O cientista político Cristiano Noronha, sócio e vice-presidente da Arko Advice, endossou a análise. Ainda ressalta que Temer terá menos de dois meses para aprovar as matérias e que, por isso, o foco pode ser a aprovação de MPs. “São matérias que requerem quórum simples e que têm prazo de validade. A aceitabilidade do Congresso pode ser melhor”, sustentou.

A vitória de Bolsonaro nas urnas pode ser favorável para a aprovação de alguns projetos de lei. A visão de abertura da economia e a agenda fiscal do capitão reformado do Exército se assemelha mais à gestão Temer, o que pode facilitar a costura política com o atual Congresso, pondera Antônio Augusto de Queiroz, diretor de documentação do Departamento Intersindical de Assessoria Parlamentar (Diap). “Projetos que estão no Senado podem ser mais viáveis. Mas a chance de aprovação é ‘zero’ com Haddad”, analisou.

 

Chave de Ouro

A cessão onerosa e as distribuidoras da Eletrobras são prioridades para o governo. A esta altura do ano, outras propostas outrora prioritárias agora são avaliadas como “desejos”, elenca o ministro-chefe da Secretaria de Governo da Presidência da República, Carlos Marun. O momento, admite, é de discutir com o Parlamento o que os presidentes de ambas as casas pensam ser prioritário. “O que nós vamos efetivamente pleitear são as MPs”, afirmou.
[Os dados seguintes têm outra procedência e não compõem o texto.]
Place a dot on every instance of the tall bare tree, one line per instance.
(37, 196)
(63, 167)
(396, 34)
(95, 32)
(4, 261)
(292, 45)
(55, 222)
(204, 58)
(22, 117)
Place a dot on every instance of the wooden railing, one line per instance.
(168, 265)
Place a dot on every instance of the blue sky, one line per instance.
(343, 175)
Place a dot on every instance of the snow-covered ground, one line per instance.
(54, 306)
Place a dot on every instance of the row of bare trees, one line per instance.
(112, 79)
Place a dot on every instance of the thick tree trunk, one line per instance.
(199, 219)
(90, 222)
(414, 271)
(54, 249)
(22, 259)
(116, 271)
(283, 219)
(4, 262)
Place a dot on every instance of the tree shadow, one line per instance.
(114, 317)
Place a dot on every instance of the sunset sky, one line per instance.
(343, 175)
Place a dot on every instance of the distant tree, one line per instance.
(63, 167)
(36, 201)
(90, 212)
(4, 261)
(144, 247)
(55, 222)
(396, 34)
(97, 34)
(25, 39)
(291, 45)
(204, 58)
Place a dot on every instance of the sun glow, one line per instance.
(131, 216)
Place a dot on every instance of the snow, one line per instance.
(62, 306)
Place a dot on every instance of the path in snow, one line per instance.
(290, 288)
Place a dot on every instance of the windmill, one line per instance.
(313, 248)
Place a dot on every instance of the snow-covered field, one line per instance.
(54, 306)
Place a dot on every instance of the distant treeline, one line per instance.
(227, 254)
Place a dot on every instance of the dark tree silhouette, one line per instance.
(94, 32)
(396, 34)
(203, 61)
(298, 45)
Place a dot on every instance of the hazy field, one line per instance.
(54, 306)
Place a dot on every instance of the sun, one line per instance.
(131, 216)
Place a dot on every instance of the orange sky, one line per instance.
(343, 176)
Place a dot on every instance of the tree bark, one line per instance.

Até o fim do ano, outras matérias ainda devem ser encaminhadas para aprovação no Congresso. Devem contemplar textos do programa que o governo denominou “Chave de Ouro”. Consiste na retomada de cerca de 20 obras que passarão a ser tratadas como obras. Para tocar o projeto adiante, Marun explica que serão remanejados recursos para viabilizar a conclusão das obras.